The Bankruptcy and Insolvency Act (IBC) continues to review its recovery rates. Although IBC is designed as a solution mechanism, public perception continues to look at it through a currency recovery perspective. Two related ruthless problems partially contribute to the low recovery rate.

First of all, the lack of judicial infrastructure. The National Corporate Tribunal (NCLT) and its appellate body NCLAT face capacity constraints in terms of physical infrastructure and judicial strength. The Supreme Court directive in the Swiss Ribbon case stipulates the establishment of NCLAT Circuit Circuits Bats, a non-implemented directive, although the recent appointment has resolved the court membership deficit.

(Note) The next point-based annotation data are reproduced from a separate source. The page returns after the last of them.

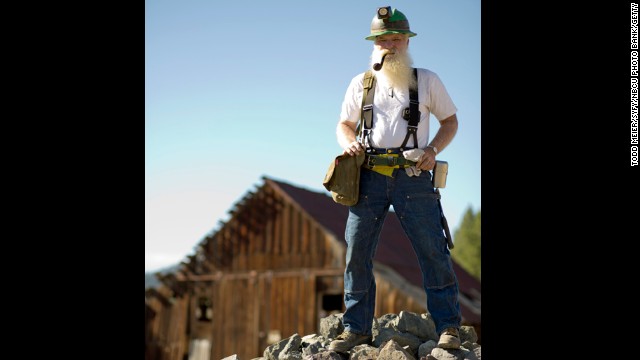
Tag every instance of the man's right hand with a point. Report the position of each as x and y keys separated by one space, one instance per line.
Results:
x=354 y=148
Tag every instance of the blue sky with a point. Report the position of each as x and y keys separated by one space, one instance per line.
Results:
x=237 y=90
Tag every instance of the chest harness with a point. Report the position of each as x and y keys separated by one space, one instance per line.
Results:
x=411 y=114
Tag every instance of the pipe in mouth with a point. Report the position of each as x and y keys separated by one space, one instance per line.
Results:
x=378 y=66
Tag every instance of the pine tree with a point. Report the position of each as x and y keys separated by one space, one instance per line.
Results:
x=466 y=251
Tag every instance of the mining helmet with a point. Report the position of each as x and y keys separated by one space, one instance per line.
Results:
x=388 y=21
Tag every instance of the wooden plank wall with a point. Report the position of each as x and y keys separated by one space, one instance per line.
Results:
x=266 y=263
x=168 y=329
x=248 y=306
x=271 y=234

The second is the protracted and protracted timeline of the discrimination process. The original IBC framework stipulates a 270-day resolution period. The subsequent legislative intervention in 2019 extended it to 330 days, acknowledging the time taken for litigation. Later, the Supreme Court relaxed for 330 days in the Essar Steel verdict. This judicial flexibility has unintended consequences – 74% of cases are now over 270 days, with an average resolution time extending by 800 days.
Since exogenous factors are not within the scope of the Indian Bankruptcy and Insolvency Commission (IBBI), a practical approach is to adjust the IBC.

The first is to readjust the role of bankruptcy professionals (IPs). Currently, IP responsibilities are composed of two different tasks. The first is to manage the affairs of the company’s debtor as a continuous focus, and the power of the board of directors belongs to the IP. The second involves ensuring compliance with the ever-expanding procedural requirements.


While IPS recognizes that the most critical thing is their primary role, maximizing value and ensuring business continuity is the most critical, the growing complexity of procedural obligations often shifts its focus to compliance due to fear of penalties. In a typical corporate structure, senior management does not spend time making process applications and timely regulatory submissions; instead, professional staff handle compliance, allowing leadership to focus on strategy, operations, and value creation. Similar structures in bankruptcy proceedings can unlock additional value. One potential solution is to appoint additional bankruptcy professionals (AIPs) to handle compliance tasks in large bankruptcies (i.e., debt size exceeds a certain amount). The Commission of Creditors (COC) shall appoint AIPs with the necessary expertise and procedural preference to ensure seamless compliance while releasing IPs to focus on value-added. In addition to the number of cases handled, IPs with deep operating experience in a specific industry can also be considered even if they have fewer bankruptcies. The selection criteria can be consistent with the approach used for temporary management appointments and combine factors such as industry expertise, industry-specific knowledge, experience in adjacent fields, C-suite leadership, financial acumen, international exposure, turnover ability, and ESG awareness.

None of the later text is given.